# Add orthogonal constraint optimizer

Say you want to optimize parameters of your model where your parameters are a tensor n x D.

``````var1 = torch.tensor(..., requires_grad = True) # Tensor of shape n x D
optimizer = torch.optim.Adam([var1], lr = 1e-5)
for ite in range(ite_max):
loss = loss_function(var1)
optimizer.step()
``````

I want to add an orthogonal constraint on my parameter var1, that is,

``````var1[:,i].T * var1[:,j] = kronecker_ij
``````

where kronecker_ij = 1 if i = j, 0 otherwise.

How should I do it?

Hi Akusa!

You can add an orthogonal penalty to your loss function to push `var1`
towards being orthogonal.

Note, doing so will not force `var1` to be exactly orthogonal – if the rest
of your loss function prefers a non-orthogonal `var1`, the optimization
procedure will make a trade-off between getting the lowest value for your
regular loss and having `var1` be orthogonal. You can tune this trade-off
by multiplying the penalty term with a weighting factor.

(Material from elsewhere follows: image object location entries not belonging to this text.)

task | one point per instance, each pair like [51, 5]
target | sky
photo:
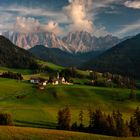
[99, 17]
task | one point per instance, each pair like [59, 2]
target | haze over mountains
[124, 58]
[77, 42]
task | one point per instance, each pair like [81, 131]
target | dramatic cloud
[26, 25]
[81, 17]
[133, 4]
[77, 13]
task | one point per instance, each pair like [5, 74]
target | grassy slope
[39, 108]
[12, 133]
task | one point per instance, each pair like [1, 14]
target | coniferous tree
[64, 118]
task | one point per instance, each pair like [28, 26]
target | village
[42, 82]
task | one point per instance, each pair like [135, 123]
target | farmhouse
[39, 81]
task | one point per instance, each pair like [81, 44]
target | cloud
[135, 4]
[128, 28]
[29, 25]
[77, 14]
[81, 17]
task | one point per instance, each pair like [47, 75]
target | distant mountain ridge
[124, 58]
[15, 57]
[59, 57]
[77, 42]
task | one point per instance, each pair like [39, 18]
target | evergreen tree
[64, 118]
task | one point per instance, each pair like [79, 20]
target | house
[39, 81]
[34, 80]
[55, 82]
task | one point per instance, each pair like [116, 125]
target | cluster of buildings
[41, 82]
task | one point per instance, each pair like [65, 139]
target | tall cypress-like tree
[64, 118]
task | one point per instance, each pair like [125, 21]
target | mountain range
[62, 58]
[77, 42]
[124, 58]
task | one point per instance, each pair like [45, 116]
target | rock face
[73, 42]
[84, 42]
[124, 58]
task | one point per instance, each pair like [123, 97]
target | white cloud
[133, 4]
[77, 14]
[29, 25]
[81, 18]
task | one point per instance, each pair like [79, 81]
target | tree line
[111, 124]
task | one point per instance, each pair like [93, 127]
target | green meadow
[38, 108]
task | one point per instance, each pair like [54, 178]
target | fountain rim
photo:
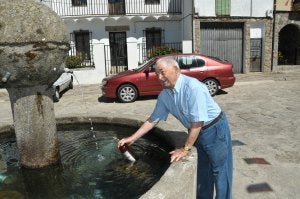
[179, 180]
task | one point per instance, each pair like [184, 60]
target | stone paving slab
[264, 114]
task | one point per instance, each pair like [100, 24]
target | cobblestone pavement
[264, 114]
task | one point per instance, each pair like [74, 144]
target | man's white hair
[168, 62]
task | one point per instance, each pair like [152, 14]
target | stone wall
[267, 39]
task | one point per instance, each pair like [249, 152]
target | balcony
[114, 7]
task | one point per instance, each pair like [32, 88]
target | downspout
[273, 36]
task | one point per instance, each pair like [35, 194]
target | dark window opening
[116, 7]
[153, 40]
[82, 44]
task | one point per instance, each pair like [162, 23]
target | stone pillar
[35, 126]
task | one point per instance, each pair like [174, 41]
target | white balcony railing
[114, 7]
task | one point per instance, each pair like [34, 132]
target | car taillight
[104, 82]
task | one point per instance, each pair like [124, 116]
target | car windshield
[143, 64]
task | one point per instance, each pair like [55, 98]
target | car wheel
[56, 95]
[127, 93]
[212, 85]
[71, 84]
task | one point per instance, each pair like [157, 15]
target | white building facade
[110, 36]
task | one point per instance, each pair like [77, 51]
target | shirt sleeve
[197, 104]
[160, 111]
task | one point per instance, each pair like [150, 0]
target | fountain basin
[179, 180]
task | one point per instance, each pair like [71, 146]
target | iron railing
[109, 7]
[83, 59]
[143, 53]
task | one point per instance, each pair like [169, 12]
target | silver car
[62, 84]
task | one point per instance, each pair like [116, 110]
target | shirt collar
[178, 84]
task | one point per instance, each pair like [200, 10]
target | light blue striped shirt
[189, 102]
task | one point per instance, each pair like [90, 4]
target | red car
[127, 86]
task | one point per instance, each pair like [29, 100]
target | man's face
[166, 75]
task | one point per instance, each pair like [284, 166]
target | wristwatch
[186, 148]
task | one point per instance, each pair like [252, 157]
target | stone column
[35, 126]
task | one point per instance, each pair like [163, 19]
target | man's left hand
[178, 154]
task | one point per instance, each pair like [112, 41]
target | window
[223, 7]
[187, 62]
[153, 40]
[79, 2]
[82, 44]
[152, 2]
[116, 7]
[200, 62]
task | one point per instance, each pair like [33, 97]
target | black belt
[213, 122]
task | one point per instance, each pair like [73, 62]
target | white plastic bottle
[125, 150]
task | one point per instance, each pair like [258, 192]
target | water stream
[91, 166]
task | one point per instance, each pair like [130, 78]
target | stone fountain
[33, 49]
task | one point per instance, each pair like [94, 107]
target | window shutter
[222, 7]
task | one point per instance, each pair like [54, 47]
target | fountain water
[33, 49]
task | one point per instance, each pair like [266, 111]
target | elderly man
[190, 102]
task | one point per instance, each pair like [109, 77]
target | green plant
[74, 62]
[164, 50]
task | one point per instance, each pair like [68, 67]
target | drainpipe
[273, 36]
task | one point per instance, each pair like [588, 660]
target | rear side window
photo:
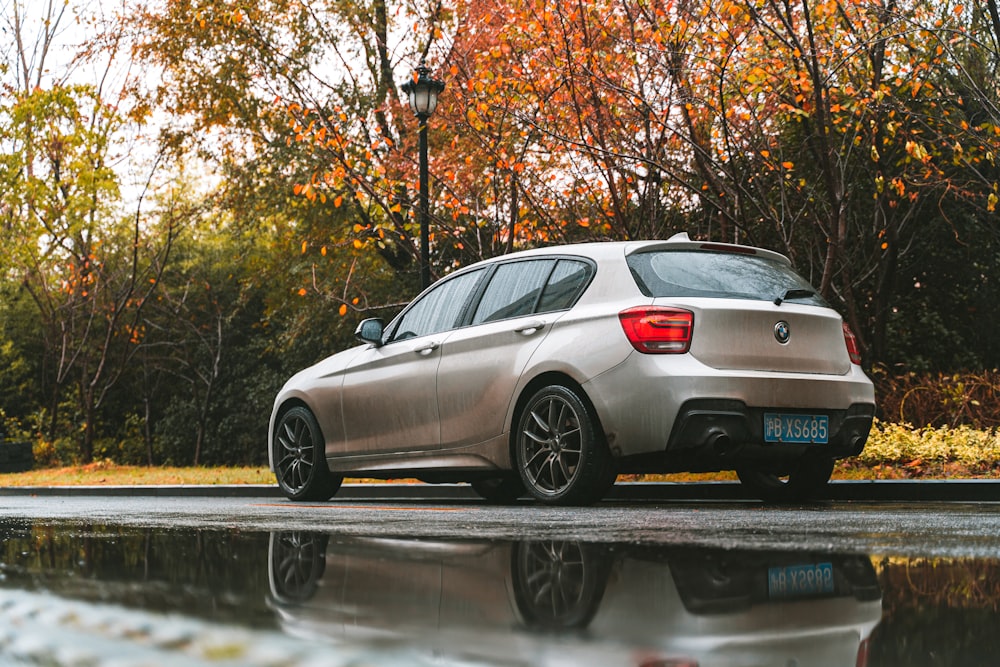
[679, 273]
[564, 286]
[533, 286]
[513, 291]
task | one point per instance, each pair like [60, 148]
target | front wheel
[561, 454]
[299, 459]
[805, 480]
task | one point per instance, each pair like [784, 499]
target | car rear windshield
[700, 273]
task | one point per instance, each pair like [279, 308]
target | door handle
[529, 328]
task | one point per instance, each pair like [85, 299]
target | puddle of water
[294, 598]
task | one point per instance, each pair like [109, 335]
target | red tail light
[853, 351]
[654, 330]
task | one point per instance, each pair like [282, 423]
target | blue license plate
[798, 581]
[796, 428]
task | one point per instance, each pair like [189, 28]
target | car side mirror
[370, 331]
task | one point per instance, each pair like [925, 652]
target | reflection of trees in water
[943, 582]
[938, 612]
[219, 575]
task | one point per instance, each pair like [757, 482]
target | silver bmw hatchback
[549, 372]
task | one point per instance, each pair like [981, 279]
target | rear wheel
[804, 480]
[299, 460]
[561, 454]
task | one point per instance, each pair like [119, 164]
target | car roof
[599, 250]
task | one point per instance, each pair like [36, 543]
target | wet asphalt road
[916, 529]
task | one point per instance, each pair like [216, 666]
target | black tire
[299, 458]
[502, 490]
[560, 453]
[806, 480]
[297, 561]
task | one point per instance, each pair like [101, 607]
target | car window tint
[673, 273]
[513, 291]
[565, 284]
[438, 310]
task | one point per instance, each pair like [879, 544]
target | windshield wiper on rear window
[794, 293]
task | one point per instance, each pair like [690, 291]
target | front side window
[684, 273]
[440, 309]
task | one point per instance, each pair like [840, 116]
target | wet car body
[553, 370]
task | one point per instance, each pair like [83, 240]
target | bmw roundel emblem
[782, 332]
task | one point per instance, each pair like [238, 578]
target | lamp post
[422, 91]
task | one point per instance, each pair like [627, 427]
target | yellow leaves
[917, 151]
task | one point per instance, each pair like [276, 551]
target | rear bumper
[728, 429]
[672, 404]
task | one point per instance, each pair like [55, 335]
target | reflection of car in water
[564, 602]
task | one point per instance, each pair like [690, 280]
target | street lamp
[422, 90]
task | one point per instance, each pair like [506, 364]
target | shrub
[972, 399]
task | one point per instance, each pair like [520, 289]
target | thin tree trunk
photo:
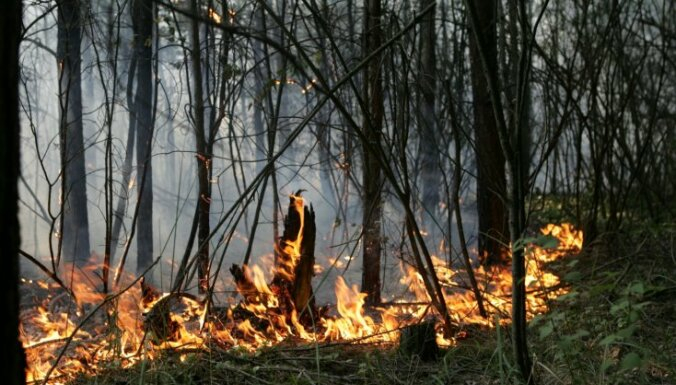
[75, 228]
[371, 177]
[12, 354]
[491, 181]
[142, 18]
[203, 157]
[429, 150]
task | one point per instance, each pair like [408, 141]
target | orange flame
[121, 331]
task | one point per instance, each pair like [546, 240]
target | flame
[213, 15]
[132, 324]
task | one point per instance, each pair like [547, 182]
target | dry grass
[637, 268]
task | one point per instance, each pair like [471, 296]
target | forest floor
[615, 326]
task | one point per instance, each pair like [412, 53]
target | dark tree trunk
[75, 227]
[294, 267]
[259, 90]
[142, 17]
[12, 355]
[491, 182]
[429, 149]
[203, 156]
[372, 179]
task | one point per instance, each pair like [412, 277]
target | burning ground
[84, 332]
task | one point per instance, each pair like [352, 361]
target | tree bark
[12, 353]
[142, 18]
[75, 224]
[429, 150]
[203, 156]
[491, 181]
[371, 178]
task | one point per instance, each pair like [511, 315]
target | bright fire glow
[135, 325]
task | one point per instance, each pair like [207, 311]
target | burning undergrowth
[67, 334]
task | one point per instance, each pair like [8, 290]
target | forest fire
[66, 335]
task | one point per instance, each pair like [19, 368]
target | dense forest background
[162, 138]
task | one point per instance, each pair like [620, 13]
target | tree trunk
[371, 178]
[429, 150]
[491, 182]
[202, 155]
[142, 17]
[12, 354]
[75, 223]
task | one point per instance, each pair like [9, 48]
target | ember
[65, 336]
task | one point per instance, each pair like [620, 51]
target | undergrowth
[615, 326]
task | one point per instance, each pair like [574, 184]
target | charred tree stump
[419, 340]
[304, 271]
[294, 267]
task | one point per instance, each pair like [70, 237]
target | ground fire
[67, 334]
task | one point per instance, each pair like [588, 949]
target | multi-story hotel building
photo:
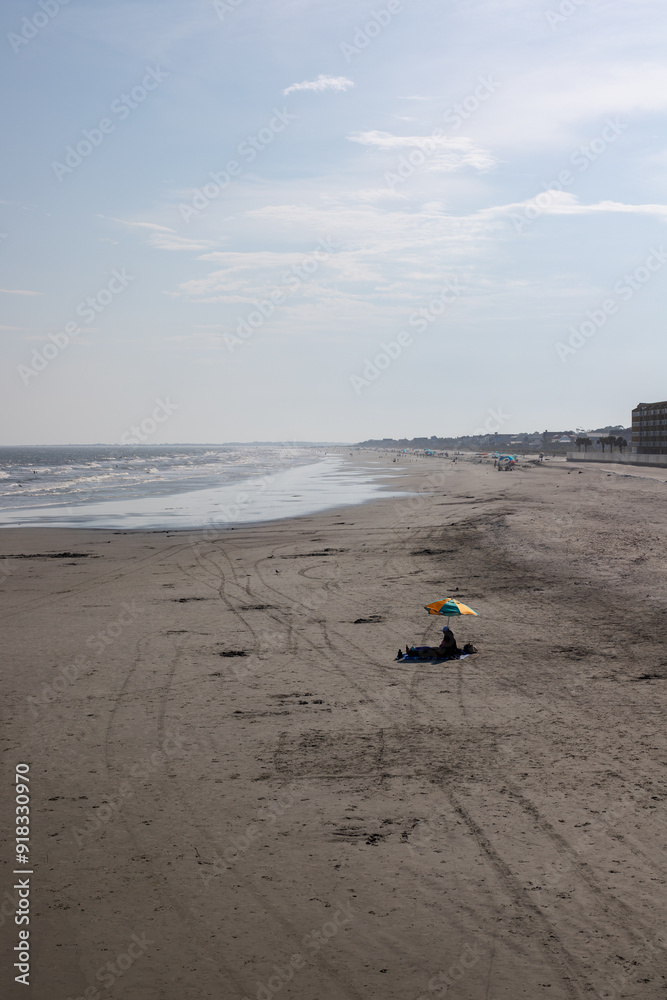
[649, 429]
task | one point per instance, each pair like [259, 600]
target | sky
[330, 220]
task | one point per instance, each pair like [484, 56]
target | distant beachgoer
[446, 649]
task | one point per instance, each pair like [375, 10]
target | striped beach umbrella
[449, 608]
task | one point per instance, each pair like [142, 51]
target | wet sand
[237, 792]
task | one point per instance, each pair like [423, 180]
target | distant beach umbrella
[449, 608]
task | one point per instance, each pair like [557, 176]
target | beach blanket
[431, 659]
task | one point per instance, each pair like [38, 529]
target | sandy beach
[237, 792]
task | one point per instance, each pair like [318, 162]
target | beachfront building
[649, 429]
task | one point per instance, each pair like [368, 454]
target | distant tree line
[610, 441]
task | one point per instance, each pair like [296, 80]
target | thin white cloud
[566, 203]
[138, 225]
[172, 241]
[322, 82]
[442, 153]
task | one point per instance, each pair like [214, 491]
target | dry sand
[496, 824]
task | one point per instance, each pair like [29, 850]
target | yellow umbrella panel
[449, 608]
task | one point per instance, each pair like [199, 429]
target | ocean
[173, 486]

As you increase
the weight of the penalty, the closer to orthogonal `var1` will become.

This script adds an orthogonality penalty to your code fragment:

``````import torch
print (torch.__version__)

_ = torch.random.manual_seed (2021)

def ortho_penalty (t):
return ((t @t.T - torch.eye (t.shape[0]))**2).sum()

n = 5
D = 7
lr = 0.1
ite_max = 200

var1 = torch.randn ((n, D), requires_grad = True) # Tensor of shape n x D
optimizer = torch.optim.Adam([var1], lr = lr)
for ite in range(ite_max):
loss = ortho_penalty (var1)
if ite == ite_max - 1  or  ite % 20 == 0:
print ('loss =', loss.item())
loss.backward()
optimizer.step()

print ('var1 = ...\n', var1)
print ('var1 @ var1.T = ...\n', var1 @ var1.T)
``````

Here is its output:

``````1.7.1
loss = 272.65423583984375
loss = 0.8204055428504944
loss = 0.2746223211288452
loss = 0.055152103304862976
loss = 0.0036679445765912533
loss = 0.0007598181255161762
loss = 7.743481546640396e-05
loss = 1.1900866411451716e-05
loss = 4.0019048697104154e-07
loss = 1.5665852970414562e-07
loss = 1.9611301027566697e-08
var1 = ...
tensor([[-0.5975, -0.3254,  0.2185, -0.0053, -0.3276, -0.4471,  0.4268],
[-0.1584, -0.7288, -0.2472, -0.2933, -0.1118,  0.2660, -0.4619],
[-0.4144,  0.5079,  0.3184, -0.3310, -0.2745,  0.0373, -0.5317],
[ 0.5968, -0.0300, -0.0399, -0.1651, -0.6691, -0.3961, -0.0974],
[-0.0128,  0.0696,  0.0430,  0.0669, -0.5315,  0.7458,  0.3873]],
var1 @ var1.T = ...
tensor([[ 1.0000e+00, -2.4647e-05, -1.3560e-05,  3.6400e-05,  3.8207e-05],
[-2.4647e-05,  1.0000e+00, -7.5102e-06, -9.2573e-06, -1.5244e-05],
[-1.3545e-05, -7.5102e-06,  1.0000e+00,  5.3346e-06, -4.1515e-05],
[ 3.6404e-05, -9.2536e-06,  5.3346e-06,  1.0000e+00,  1.0524e-05],
[ 3.8207e-05, -1.5244e-05, -4.1515e-05,  1.0554e-05,  9.9999e-01]],
`loss = loss_function(var1) + w*ortho_penalty(var1)`
where `w > 0 ` is the penalty weight.